Enter the Rapid Equipping Force, the Army's go-to for deploying equipment and weapons to soldier quickly. With the Georgia Tech Research Institute, the REF's scientists built the next generation of blast effect sensors, the Integrated Blast Effects Sensor Suite (I-BESS). Army officials said these sensors to include a Soldier Body Unit is in the process of being shipped and should arrive in August.

What sets apart the I-BESS from the Army's first blast gauges is the full body concept introduced by I-BESS. The Soldier Body Unit, which 1,000 soldiers will carry, is a 2-pound pack that holds four sensors, two on the back and two on the chest.

The Soldier Body Unit collects a blast's effects on a human body and sends the data to a central collection point in a vehicle, or back on base.
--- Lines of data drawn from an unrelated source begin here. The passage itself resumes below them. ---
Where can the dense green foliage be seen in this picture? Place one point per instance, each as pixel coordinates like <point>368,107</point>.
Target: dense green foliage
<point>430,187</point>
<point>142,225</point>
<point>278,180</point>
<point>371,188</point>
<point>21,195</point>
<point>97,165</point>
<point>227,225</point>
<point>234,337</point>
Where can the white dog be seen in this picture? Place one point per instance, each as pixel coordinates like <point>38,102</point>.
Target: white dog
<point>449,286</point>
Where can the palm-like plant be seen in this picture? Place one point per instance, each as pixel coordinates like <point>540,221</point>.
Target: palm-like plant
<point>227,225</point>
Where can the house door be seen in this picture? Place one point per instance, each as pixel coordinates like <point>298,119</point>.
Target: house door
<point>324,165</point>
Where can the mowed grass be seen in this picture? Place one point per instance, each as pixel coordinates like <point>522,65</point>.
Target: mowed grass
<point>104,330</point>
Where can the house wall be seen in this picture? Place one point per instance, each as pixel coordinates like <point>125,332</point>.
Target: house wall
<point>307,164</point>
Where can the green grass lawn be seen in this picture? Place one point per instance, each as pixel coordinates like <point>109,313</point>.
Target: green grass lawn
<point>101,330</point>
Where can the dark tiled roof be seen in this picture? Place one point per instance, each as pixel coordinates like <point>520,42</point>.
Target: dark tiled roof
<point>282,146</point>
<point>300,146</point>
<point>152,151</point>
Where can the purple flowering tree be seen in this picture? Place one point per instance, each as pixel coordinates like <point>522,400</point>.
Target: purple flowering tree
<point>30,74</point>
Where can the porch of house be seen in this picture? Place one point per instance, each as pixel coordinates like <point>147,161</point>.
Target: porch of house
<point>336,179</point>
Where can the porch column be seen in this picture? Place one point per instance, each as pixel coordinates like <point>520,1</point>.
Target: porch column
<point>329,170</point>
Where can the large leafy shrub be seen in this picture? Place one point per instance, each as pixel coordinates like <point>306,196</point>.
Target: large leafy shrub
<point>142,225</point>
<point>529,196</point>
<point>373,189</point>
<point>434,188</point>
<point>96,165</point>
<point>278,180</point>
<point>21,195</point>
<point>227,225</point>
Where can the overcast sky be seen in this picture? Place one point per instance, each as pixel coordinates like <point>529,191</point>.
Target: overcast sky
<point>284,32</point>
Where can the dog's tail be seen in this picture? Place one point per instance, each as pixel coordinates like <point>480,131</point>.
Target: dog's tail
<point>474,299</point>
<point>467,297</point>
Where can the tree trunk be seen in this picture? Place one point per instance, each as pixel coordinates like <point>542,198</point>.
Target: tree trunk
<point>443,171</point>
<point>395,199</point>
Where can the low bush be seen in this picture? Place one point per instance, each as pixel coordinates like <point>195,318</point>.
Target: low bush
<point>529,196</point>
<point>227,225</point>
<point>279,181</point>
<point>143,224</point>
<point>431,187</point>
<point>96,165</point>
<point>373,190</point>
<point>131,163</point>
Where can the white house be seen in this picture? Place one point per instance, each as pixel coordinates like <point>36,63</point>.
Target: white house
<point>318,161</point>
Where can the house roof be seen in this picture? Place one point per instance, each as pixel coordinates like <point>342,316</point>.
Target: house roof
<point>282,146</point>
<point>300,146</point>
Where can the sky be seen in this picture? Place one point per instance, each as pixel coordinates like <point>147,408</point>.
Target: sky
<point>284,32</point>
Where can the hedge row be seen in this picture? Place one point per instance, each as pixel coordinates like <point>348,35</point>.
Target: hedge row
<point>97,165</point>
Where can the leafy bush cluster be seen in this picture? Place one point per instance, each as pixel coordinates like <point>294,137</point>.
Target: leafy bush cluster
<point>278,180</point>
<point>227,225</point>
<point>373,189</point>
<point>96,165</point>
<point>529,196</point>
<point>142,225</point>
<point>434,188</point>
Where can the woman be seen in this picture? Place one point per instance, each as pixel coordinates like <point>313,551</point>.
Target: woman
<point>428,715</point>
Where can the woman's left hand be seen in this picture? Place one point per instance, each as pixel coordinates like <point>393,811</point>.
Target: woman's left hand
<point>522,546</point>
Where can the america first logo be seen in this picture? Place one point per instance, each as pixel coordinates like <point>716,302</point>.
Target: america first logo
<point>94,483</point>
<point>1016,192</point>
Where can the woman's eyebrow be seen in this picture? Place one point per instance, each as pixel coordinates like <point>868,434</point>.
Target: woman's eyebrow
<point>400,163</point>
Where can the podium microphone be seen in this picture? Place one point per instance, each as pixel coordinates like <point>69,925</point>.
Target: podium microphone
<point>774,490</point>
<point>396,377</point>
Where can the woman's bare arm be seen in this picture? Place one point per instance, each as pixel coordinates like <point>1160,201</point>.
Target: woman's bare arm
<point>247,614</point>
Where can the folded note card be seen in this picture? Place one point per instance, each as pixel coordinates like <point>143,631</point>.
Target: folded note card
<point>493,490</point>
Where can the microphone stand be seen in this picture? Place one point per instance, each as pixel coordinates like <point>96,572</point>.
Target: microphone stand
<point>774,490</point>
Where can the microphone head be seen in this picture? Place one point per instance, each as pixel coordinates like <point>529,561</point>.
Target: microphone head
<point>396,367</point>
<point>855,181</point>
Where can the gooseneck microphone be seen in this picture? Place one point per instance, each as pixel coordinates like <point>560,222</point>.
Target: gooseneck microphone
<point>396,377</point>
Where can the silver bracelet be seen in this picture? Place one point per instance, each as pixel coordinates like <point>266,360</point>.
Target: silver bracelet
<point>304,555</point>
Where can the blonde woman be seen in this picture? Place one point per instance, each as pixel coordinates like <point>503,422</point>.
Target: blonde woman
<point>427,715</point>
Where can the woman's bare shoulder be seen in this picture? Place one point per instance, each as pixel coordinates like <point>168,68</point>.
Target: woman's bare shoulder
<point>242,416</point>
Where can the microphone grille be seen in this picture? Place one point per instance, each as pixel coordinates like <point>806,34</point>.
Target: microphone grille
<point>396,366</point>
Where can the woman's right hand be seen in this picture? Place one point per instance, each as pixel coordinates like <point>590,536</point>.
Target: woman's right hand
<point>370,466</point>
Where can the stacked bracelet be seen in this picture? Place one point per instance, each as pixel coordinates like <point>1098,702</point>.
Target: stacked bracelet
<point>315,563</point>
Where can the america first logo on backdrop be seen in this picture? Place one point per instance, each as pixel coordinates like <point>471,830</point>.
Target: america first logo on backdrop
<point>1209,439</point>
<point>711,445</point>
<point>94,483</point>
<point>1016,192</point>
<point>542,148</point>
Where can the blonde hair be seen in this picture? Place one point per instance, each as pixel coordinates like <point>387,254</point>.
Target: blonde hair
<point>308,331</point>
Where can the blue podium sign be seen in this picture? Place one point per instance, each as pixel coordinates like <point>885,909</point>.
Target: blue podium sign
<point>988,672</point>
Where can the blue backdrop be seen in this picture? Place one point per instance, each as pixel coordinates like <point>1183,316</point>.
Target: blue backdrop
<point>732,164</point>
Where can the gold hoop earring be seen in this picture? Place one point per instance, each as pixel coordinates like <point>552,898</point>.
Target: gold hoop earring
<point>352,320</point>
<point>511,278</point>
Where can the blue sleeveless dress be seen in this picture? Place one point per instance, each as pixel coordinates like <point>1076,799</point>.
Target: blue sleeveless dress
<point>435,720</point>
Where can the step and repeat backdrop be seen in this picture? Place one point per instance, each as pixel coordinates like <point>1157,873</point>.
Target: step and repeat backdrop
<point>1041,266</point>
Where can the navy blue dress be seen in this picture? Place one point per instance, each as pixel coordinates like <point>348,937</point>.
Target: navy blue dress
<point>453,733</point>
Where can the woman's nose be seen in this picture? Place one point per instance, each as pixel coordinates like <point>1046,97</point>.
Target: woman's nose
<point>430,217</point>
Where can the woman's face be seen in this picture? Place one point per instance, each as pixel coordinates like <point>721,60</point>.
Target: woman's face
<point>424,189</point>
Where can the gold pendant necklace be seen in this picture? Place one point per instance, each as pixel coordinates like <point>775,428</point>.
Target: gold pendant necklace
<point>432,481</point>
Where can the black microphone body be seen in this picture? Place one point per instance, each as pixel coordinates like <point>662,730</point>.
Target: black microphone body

In a vehicle, the REF has installed floor- and seat-mounted accelerometers to collect data on the harm a soldier endures when his vehicle is hit by an improvised explosive device (IED).

The vehicles installations will take place in Afghanistan and go into Mine Resistant Ambush Protected All Terrain Vehicles (MATVs) and MaxxPro Dash MRAPs. Forty-two vehicles will receive the I-BESS.

Army leaders don't expect immediate solutions to protect soldiers from TBIs, but they hope the data set will arm doctors with the information they need to further research ways to identify potential TBIs and how to further protect soldiers.